An internal investigation into the fatal shooting of a former Marine by Alexandria police found that the shooting was reasonable and within compliance, the Alexandria Police Department announced Thursday.
On Feb. 18, Taft Sellers, a 30-year-old former Marine, was visiting his grandmother at her apartment in the 3400 block of Duke Street when he got into an argument with his sister.
Sellers' sister called police and told them Taft had a gun but that he had not threatened to use it.
The responding officer tried to talk to Sellers, repeatedly asking him to show his hands, authorities said.
Sellers then pointed his gun at the officers, who fired 37 bullets, striking Sellers five times, said S. Randolph Sengel, the Commonwealth's Attorney for Alexandria.
Sellers was pronounced dead at the scene. He had not fired his own gun.
Alexandria Police Department policy states that officers can use lethal force when "an employee reasonably believes that the action is in the defense of human life, including the employee's own life, or in the defense of any person in imminent danger of serious physical injury."
Back in July, the Alexandria Commonwealth's Attorney also determined that the shooting was justified and cleared the seven Alexandria police officers involved.
"I have mixed feelings about it because some things just don't add up to me," Taft Sellers' sister Tanny Sellers told News4. "He did have mental issues that stemmed from the military. He was seeking help from the VA."
She said she is skeptical of the internal investigation's findings.
"I just don't believe that. I want to talk to the witnesses that saw this incident happen," Tanny Sellers said.

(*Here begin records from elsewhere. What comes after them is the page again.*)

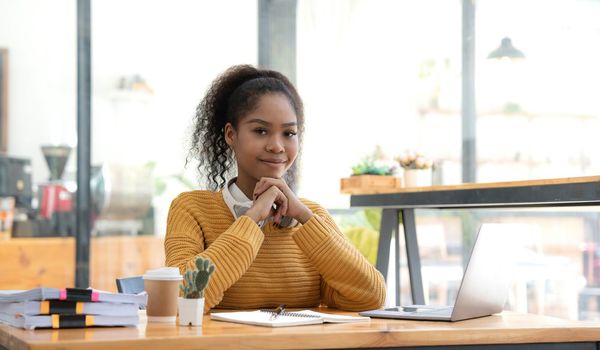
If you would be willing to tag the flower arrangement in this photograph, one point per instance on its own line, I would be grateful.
(414, 160)
(375, 164)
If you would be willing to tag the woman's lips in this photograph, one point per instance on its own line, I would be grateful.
(273, 162)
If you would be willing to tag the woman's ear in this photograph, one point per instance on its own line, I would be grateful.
(230, 134)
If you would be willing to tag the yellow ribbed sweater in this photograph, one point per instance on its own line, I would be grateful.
(303, 266)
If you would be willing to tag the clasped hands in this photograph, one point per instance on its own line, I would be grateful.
(273, 198)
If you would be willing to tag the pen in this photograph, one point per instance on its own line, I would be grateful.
(280, 309)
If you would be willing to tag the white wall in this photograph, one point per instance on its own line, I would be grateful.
(177, 46)
(40, 37)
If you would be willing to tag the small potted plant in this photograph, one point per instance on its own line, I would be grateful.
(191, 305)
(417, 169)
(373, 174)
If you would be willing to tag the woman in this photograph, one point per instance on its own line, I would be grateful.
(269, 247)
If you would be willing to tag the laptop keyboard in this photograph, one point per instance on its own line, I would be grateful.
(447, 311)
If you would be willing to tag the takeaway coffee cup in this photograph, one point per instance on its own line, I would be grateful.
(162, 286)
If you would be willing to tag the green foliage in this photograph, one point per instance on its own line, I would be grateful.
(368, 166)
(195, 281)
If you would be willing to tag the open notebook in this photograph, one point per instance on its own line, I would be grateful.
(286, 319)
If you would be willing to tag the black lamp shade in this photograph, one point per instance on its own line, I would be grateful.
(507, 50)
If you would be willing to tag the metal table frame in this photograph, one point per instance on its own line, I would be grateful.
(578, 191)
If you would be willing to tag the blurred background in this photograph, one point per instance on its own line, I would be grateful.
(372, 73)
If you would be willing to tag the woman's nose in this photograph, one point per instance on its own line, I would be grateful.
(275, 145)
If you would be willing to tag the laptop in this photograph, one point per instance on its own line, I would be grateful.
(484, 286)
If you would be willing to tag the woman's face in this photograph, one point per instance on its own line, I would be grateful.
(265, 142)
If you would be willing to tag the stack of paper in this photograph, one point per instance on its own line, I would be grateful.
(69, 308)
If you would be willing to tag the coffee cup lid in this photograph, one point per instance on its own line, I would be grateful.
(163, 274)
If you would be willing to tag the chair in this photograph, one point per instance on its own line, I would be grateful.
(130, 285)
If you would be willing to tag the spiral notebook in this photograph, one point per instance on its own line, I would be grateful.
(286, 319)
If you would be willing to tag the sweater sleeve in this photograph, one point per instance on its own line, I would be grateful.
(350, 282)
(232, 252)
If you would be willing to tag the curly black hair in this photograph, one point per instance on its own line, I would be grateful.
(230, 97)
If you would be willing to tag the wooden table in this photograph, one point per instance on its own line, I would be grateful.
(580, 191)
(509, 330)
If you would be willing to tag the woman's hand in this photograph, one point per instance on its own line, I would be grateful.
(271, 202)
(294, 207)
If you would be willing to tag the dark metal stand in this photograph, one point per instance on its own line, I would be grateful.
(572, 192)
(84, 83)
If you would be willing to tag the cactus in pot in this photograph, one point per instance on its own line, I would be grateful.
(195, 281)
(191, 305)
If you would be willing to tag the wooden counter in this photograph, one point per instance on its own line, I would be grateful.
(508, 328)
(50, 262)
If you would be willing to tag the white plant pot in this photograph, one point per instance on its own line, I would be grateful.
(417, 177)
(191, 311)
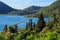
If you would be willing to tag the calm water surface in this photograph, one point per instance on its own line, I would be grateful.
(11, 20)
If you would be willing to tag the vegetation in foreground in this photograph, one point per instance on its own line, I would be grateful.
(41, 31)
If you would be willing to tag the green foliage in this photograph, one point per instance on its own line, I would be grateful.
(51, 36)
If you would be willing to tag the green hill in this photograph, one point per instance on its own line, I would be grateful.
(54, 8)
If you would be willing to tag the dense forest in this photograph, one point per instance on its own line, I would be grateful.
(41, 31)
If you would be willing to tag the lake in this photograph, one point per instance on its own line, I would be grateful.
(21, 20)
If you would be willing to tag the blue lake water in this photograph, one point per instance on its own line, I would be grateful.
(11, 20)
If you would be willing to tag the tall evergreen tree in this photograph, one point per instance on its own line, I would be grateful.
(5, 29)
(41, 22)
(55, 19)
(16, 27)
(26, 26)
(30, 24)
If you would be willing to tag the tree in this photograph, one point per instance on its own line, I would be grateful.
(41, 22)
(26, 26)
(55, 19)
(5, 29)
(16, 27)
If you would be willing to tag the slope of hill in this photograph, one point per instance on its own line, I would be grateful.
(5, 8)
(54, 8)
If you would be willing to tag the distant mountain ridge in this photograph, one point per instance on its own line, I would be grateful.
(54, 8)
(5, 8)
(26, 11)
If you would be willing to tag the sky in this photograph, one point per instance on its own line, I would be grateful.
(21, 4)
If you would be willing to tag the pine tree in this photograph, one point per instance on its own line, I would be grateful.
(30, 24)
(5, 29)
(55, 19)
(16, 27)
(26, 26)
(41, 22)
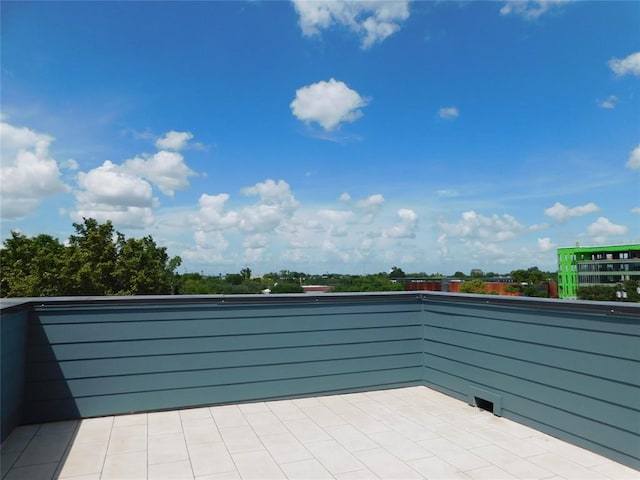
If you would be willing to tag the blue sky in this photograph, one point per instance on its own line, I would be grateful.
(326, 136)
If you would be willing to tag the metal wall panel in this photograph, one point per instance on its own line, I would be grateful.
(13, 335)
(572, 373)
(88, 360)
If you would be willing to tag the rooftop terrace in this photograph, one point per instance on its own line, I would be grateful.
(406, 433)
(327, 386)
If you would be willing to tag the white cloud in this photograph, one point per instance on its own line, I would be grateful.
(373, 21)
(110, 192)
(166, 170)
(212, 215)
(370, 206)
(110, 184)
(328, 104)
(626, 66)
(447, 193)
(497, 228)
(276, 204)
(634, 159)
(603, 228)
(545, 244)
(609, 103)
(124, 216)
(561, 213)
(406, 227)
(28, 173)
(448, 113)
(123, 193)
(529, 9)
(539, 226)
(173, 140)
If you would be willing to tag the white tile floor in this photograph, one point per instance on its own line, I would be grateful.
(390, 434)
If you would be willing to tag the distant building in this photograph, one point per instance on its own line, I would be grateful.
(590, 266)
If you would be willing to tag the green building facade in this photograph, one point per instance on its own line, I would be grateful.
(603, 265)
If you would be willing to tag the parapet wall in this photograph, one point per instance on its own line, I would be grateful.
(568, 369)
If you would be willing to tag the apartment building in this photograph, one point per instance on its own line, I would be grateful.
(603, 265)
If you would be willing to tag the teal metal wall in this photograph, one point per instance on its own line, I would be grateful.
(571, 369)
(13, 342)
(91, 360)
(572, 372)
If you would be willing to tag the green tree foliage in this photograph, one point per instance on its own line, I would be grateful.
(287, 288)
(396, 273)
(473, 286)
(533, 282)
(31, 267)
(97, 261)
(378, 282)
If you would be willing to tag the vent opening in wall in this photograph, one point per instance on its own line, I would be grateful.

Alexandria Police said they have video from a witness showing Taft Sellers pointing his gun at the officers, but refuse to release the video. In a news conference Thursday, officers said they had showed the video to Taft Sellers' family, but his sister said the video did not depict the gun he is said to have pointed at the officers.
"We did not see the gun, and I saw that video over, and over again," Tanny Sellers said. "[My brother] didn't deserve to die like some animal."
A medical examiner's report determined there were no drugs or alcohol in Sellers' system at the time of the shooting. The investigation into the shooting also found Sellers had emailed his family telling them he wanted to commit suicide, according to court documents.
The officers involved have returned to work following the conclusion of the internal investigation.